GLI AEREI DELL'11 SETTEMBRE
Abbiamo visto gli aerei dell'11 settembre, usati come
 proiettili di artiglieria o come missili, da piloti-suicidi ma
 con gente inerme a bordo, persone che si spostavano per lavoro,
 o per turismo, o per andare a trovare qualcuno. Là in aereo per
 via delle distanze, né più né
 meno come si fa in Italia con treno o autobus.
 Poteva esserci qualcuno di noi lassù o, peggio, qualcuno dei
 nostri cari.
 Abbiamo letto le testimonianze dirette di chi stava andando
 verso questo barbaro destino e ne riferiva alle persone care. Testimonianze da far rabbrividire, da far dire che fortunati
 sono stati quelli dei piani delle Torri colpiti dai due aerei,
 perché almeno loro hanno avuto la fortuna di non accorgersi di
 nulla. Non così per quella persona che sventolava un panno
 bianco per richiamare l'attenzione per un impossibile soccorso,
 o per quell'altra che all'idea di finire arrostito nelle fiamme
 che avanzavano ha preferito il volo dalla finestra, quel volo
 che nella ripresa televisiva non finiva mai, non così per i
 soccorritori infilatisi nelle Torri per salvare gli altri e
 invece andando all'appuntamento con la morte...
 Abbiamo letto di un catastrofico bilancio in vite umane perdute.

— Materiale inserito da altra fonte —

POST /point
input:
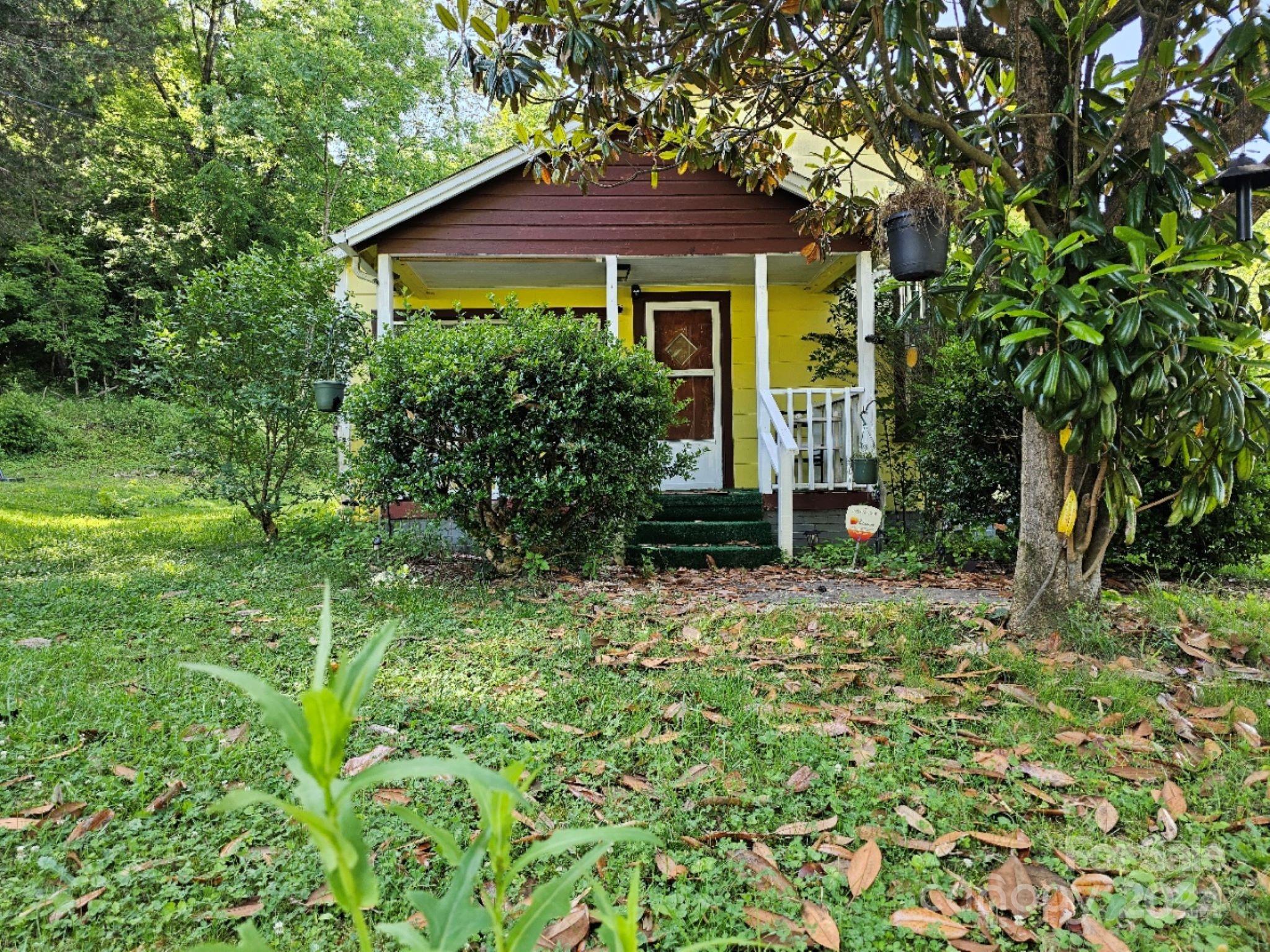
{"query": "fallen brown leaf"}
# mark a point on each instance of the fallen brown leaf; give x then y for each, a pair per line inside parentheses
(761, 873)
(806, 828)
(166, 798)
(923, 922)
(864, 867)
(1010, 887)
(1106, 817)
(76, 905)
(1174, 800)
(1094, 884)
(667, 866)
(1059, 909)
(802, 778)
(821, 927)
(1016, 839)
(91, 823)
(1098, 936)
(569, 931)
(1048, 776)
(378, 754)
(916, 821)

 Gente che era al suo posto di lavoro, come ogni giorno capita
 a ciascuno di noi, morti a migliaia, anche se fortunatamente,
 pur catastrofico, il bilancio é stato meno grave di quello
 temuto in un primo momento, sempre comunque di una gravità
 impressionante, sempre incredibilmente e orribilmente tragico.
LA
 REAZIONE. LA NOSTRA RIVOLTA MORALE
C'é da dire che la reazione americana é stata, nell'enorme cordoglio,
 riflessiva e razionale, e non era affatto facile.
 Poche ore dopo l'orrore, come si può leggere in altra parte di questo
 giornale, scrivevamo: 
"Quello
 che é successo ieri a New York non solo supera ogni
 immaginazione di qualsiasi sceneggiatore di film di fantascienza
 o fantapolitica. Tocca vertici sinora inespressi di abiezione
 che richiedono, prima di ogni altra cosa, la nostra rivolta
 morale.
 Non emotiva. Razionale, lucida, fredda, riflessiva".
 E, più avanti:
"Siamo in guerra, bisogna ricordarselo. E la guerra, per
 dovere nei confronti dei cittadini, chiunque é chiamato a
 guidarla la deve fare con gli strumenti della guerra. Con i
 distinguo e le limitazioni che la nostra cultura e la nostra
 civiltà impongono, e non certo a senso unico.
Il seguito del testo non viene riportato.